The Brain Pays Attention to Unfamiliar Voices During Sleep

Summary: During deep sleep, the presence of an unfamiliar voice elicits more K-complexes, a type of brain wave linked to sensory perturbances during sleep, compared to the sound of a familiar voice.

Source: SfN

A good night’s sleep is not as simple as it appears. While you snooze, your brain continues to monitor the environment, balancing the need to protect sleep with the need to wake up.

One example of how the brain accomplishes this is by selectively responding to unfamiliar voices over familiar ones, according to new research published in Journal of Neuroscience.

Researchers at the University of Salzburg measured the brain activity of sleeping adults in response to familiar and unfamiliar voices.

Unfamiliar voices elicited more K-complexes, a type of brain wave linked to sensory perturbances during sleep, compared to familiar voices.

This shows a sleeping woman
The ability allows the brain to balance sleep with responding to environmental cues. Image is in the public domain

While familiar voices can also trigger K-complexes, only those triggered by unfamiliar voices are accompanied by large-scale changes in brain activity linked to sensory processing.

Brain responses to the unfamiliar voice occurred less often as the night went on and the voice became more familiar, indicating the brain may still be able to learn during sleep.

These results suggest K-complexes allow the brain to enter a “sentinel processing mode,” where the brain stays asleep but retains the ability to respond to relevant stimuli.

About this sleep and attention research news

Author: Calli McMurray
Source: SfN
Contact: Calli McMurray – SfN
Image: The image is in the public domain

Original Research: Closed access.
The brain selectively tunes to unfamiliar voices during sleep” by Mohamed S. Ameen, Dominik PJ Heib, Christine Blume and Manuel Schabus. Journal of Neuroscience


Abstract

The brain selectively tunes to unfamiliar voices during sleep

The brain continues to respond selectively to environmental stimuli during sleep.

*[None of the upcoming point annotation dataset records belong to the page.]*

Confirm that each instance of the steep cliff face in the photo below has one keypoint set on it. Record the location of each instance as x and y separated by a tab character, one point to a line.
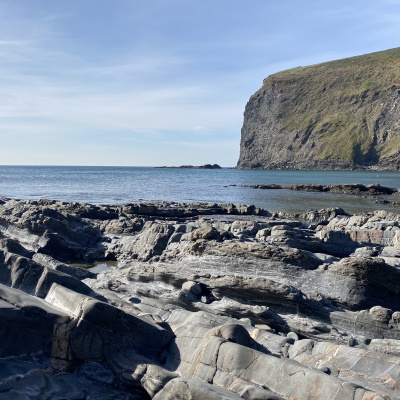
342	114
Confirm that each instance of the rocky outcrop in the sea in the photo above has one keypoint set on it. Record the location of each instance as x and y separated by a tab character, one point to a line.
337	115
209	301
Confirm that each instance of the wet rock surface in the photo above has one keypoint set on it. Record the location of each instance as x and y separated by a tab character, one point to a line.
207	301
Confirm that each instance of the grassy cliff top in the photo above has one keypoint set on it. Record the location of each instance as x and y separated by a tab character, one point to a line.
339	103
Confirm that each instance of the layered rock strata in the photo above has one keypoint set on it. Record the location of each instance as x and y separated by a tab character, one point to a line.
339	115
208	301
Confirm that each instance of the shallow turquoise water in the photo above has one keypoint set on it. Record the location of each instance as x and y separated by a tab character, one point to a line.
115	185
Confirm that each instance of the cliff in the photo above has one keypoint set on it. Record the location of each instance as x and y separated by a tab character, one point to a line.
342	114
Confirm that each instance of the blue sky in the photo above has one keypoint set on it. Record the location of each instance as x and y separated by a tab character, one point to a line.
159	82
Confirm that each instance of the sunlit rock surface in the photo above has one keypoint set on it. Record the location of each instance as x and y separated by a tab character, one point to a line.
203	301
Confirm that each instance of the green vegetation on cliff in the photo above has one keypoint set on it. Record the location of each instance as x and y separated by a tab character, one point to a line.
346	110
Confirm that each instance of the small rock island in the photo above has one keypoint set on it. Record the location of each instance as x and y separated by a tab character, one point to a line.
205	166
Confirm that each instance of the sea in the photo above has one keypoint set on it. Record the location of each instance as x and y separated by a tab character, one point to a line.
118	185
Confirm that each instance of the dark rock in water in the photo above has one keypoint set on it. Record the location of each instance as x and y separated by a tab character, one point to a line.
209	301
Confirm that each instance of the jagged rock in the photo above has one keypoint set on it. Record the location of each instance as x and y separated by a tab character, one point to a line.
292	122
239	305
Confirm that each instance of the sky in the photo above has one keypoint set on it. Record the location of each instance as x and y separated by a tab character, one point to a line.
159	82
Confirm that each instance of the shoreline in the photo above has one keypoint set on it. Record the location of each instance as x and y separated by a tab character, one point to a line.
189	278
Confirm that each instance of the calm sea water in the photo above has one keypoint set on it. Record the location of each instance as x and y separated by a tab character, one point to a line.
116	185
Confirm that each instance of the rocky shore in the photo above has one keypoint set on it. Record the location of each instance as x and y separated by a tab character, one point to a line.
208	301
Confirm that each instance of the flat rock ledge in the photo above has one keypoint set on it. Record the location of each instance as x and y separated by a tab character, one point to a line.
203	301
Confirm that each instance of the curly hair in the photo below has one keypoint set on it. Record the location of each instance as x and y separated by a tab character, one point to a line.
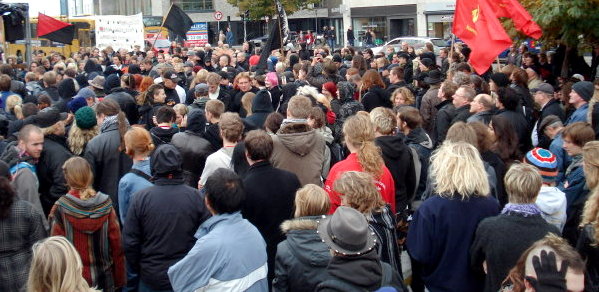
590	156
358	190
359	132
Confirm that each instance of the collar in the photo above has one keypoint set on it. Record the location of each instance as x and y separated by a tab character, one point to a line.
211	222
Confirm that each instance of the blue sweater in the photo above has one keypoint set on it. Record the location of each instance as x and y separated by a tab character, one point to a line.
130	183
439	239
230	255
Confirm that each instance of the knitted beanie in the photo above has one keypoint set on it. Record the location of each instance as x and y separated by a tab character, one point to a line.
544	161
85	118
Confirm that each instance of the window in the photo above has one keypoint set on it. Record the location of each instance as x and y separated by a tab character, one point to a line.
195	5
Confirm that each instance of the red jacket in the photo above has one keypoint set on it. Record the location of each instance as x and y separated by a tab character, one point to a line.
384	184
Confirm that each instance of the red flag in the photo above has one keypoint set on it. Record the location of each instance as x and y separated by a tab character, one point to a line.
521	18
55	30
477	25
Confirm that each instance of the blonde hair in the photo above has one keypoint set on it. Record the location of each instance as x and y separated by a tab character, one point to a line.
457	169
311	200
246	101
56	267
78	138
359	132
358	190
590	215
406	93
79	176
383	120
13	104
522	183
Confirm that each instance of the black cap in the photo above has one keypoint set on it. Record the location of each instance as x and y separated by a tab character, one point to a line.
48	117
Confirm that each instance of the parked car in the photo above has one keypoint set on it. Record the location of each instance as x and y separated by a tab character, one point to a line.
416	42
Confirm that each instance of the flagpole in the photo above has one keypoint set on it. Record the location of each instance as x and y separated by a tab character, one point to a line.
161	26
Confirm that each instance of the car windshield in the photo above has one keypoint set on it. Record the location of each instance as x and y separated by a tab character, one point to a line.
439	42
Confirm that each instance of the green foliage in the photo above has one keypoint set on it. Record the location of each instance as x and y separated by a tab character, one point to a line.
572	22
260	8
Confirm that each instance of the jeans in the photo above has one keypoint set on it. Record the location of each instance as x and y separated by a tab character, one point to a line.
144	288
331	43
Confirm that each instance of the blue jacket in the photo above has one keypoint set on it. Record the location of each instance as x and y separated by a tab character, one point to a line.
130	183
229	255
439	239
579	115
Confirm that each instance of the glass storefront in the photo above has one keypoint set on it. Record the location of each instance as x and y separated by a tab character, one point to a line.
375	24
439	26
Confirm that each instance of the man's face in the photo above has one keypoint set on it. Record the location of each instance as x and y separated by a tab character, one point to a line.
33	145
571	148
244	84
169	84
212	88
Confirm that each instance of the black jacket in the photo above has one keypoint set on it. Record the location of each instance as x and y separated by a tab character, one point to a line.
461	114
126	103
261	108
302	258
160	227
553	107
375	97
270	193
446	112
398	159
521	127
360	273
52	184
194	147
162	136
108	163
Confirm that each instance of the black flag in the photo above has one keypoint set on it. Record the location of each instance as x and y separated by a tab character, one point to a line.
178	22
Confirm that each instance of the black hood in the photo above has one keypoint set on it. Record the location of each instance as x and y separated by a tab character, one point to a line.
382	95
390	146
165	159
196	122
262	102
164	135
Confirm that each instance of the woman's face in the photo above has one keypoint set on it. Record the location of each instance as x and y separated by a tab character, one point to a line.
160	96
399	99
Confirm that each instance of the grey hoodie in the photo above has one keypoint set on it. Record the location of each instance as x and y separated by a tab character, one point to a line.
552	203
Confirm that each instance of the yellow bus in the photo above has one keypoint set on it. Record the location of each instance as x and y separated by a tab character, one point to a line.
84	37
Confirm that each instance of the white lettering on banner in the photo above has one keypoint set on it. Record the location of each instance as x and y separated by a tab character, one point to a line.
119	31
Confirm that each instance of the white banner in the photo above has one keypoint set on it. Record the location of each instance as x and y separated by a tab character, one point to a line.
119	31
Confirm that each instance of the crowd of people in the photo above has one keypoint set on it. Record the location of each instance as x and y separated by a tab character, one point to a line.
199	169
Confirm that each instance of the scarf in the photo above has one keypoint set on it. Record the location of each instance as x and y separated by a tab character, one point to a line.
108	121
576	162
521	209
289	121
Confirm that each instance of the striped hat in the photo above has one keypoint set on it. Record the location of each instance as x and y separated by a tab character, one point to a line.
544	161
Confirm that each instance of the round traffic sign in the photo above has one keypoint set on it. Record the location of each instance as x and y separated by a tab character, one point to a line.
218	15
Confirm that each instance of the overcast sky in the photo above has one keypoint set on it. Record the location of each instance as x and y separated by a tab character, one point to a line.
48	7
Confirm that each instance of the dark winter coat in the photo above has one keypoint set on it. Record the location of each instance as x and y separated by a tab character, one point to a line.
52	184
520	125
162	135
553	107
126	103
270	193
398	159
108	163
496	244
375	97
360	273
439	226
445	115
261	108
302	258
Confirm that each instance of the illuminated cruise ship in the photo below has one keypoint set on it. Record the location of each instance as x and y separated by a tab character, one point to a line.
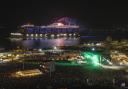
57	29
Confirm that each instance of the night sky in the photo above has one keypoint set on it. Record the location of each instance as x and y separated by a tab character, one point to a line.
92	14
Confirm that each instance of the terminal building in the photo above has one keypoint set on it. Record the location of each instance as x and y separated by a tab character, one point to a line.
56	29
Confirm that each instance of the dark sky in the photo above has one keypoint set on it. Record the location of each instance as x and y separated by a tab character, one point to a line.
94	14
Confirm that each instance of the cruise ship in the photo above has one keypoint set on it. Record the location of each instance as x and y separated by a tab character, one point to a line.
56	29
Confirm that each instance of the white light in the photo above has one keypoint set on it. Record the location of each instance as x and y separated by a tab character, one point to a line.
41	35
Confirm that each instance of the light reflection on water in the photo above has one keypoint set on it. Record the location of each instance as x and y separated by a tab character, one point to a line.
46	43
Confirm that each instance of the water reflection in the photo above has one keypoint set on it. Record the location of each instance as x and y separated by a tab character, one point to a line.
46	43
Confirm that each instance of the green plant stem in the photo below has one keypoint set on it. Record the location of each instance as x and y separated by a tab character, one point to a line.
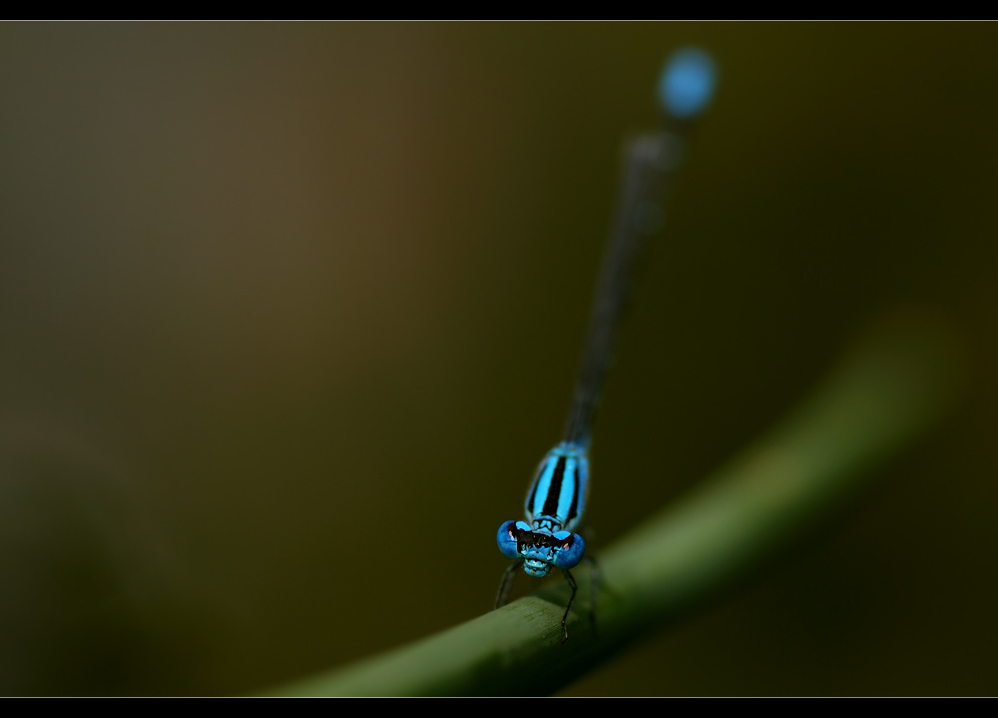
882	395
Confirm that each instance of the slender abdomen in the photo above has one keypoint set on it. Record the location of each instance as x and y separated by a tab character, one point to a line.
558	492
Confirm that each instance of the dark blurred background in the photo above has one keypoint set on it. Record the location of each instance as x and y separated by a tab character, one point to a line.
289	312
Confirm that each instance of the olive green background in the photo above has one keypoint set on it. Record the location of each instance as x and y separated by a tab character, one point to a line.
289	312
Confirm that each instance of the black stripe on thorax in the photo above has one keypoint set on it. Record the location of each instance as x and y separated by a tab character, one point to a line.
573	510
554	492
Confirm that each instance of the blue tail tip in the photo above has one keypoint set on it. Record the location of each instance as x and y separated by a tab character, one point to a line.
687	83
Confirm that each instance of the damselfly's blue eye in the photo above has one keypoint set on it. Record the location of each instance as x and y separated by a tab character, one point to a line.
569	551
556	498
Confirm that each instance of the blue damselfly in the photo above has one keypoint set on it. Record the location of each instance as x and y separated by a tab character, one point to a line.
557	496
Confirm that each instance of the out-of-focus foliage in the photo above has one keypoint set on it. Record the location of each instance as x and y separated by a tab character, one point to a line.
289	312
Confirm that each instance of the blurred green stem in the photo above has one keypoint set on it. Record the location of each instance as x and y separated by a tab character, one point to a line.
883	394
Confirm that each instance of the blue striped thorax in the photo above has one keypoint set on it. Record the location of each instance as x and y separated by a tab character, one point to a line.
554	505
557	495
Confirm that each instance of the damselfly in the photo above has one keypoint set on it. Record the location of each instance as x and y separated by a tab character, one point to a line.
557	496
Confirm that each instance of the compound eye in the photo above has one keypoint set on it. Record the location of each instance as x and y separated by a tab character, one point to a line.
570	549
506	538
563	538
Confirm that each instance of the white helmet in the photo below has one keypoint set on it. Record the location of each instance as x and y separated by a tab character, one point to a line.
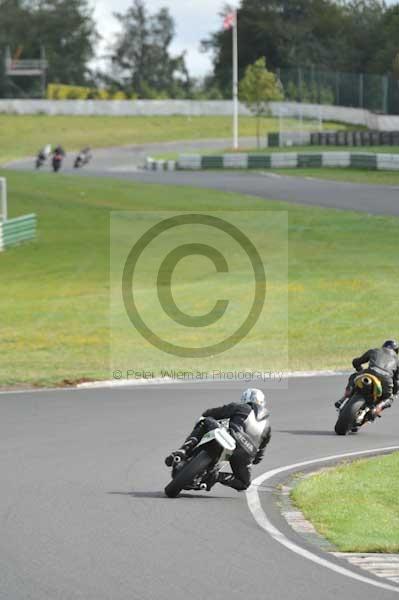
257	399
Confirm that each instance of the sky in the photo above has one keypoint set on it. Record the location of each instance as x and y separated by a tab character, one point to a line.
194	20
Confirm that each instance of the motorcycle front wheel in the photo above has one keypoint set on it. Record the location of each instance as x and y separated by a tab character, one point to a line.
197	465
347	416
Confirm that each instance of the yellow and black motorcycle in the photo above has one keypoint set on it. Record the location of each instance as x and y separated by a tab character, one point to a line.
357	409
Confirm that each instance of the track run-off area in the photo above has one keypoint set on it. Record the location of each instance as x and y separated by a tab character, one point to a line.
82	509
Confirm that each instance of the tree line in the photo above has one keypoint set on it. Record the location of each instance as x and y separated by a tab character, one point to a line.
338	35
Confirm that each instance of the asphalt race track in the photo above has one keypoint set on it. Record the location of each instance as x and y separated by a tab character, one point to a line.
82	510
83	513
125	163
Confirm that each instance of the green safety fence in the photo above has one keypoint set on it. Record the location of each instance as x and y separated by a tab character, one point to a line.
281	160
16	231
377	93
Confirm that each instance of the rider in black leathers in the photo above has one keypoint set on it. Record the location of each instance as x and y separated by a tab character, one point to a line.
248	424
383	363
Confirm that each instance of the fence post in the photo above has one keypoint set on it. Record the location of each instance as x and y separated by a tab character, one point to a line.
361	90
3	196
337	82
385	94
300	90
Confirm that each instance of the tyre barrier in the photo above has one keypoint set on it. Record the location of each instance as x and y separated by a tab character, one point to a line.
365	137
16	231
281	160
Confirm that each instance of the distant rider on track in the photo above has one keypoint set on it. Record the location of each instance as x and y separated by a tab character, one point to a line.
383	363
250	427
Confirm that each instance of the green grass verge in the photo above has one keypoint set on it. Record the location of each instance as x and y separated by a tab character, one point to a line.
355	506
345	174
23	135
54	294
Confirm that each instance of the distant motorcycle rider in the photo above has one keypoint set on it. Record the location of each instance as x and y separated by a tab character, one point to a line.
384	364
250	427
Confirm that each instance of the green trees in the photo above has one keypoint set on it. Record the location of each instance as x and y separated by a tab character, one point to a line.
337	35
141	56
257	89
66	29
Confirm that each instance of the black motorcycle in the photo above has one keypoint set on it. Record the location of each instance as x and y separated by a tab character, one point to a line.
40	160
205	461
57	161
356	411
83	158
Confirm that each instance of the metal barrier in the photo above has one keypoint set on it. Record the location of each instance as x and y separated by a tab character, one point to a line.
283	160
14	231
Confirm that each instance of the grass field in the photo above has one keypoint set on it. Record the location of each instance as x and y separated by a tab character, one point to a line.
355	506
350	175
54	300
23	135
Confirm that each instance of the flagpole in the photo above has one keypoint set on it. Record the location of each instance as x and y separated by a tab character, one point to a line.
235	83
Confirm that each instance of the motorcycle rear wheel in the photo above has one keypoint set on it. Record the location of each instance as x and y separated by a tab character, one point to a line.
347	416
197	465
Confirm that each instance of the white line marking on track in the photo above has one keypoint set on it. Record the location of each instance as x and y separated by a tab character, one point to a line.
260	517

However, the functional role of such responses, and whether they reflect information processing or rather sensory inhibition is not fully understood.

Here, we present 17 human sleepers (14 females) with their own name and two unfamiliar first names, spoken by either a familiar voice (FV) or an unfamiliar voice (UFV), while recording polysomnography during a full night’s sleep. We detect K-complexes, sleep spindles, and micro-arousals, and assess event-related, and frequency responses as well as inter-trial phase synchronization to the different stimuli presented during non-rapid eye movement (NREM) sleep.

We show that UFVs evoke more K-complexes and micro-arousals than FVs. When both stimuli evoke a K-complex, we observe larger evoked potentials, more precise time-locking of brain responses in the delta band (1-4 Hz), and stronger activity in the high frequency (>16Hz) range, in response to UFVs relative to FVs. Crucially, these differences in brain responses disappear completely when no K-complexes are evoked by the auditory stimuli.

Our findings highlight discrepancies in brain responses to auditory stimuli based on their relevance to the sleeper and propose a key role for K-complexes in the modulation of sensory processing during sleep. We argue that such content-specific, dynamic reactivity to external sensory information enables the brain to enter a ‘sentinel processing mode’ in which it engages in the important internal processes that are ongoing during sleep while still maintaining the ability to process vital external sensory information.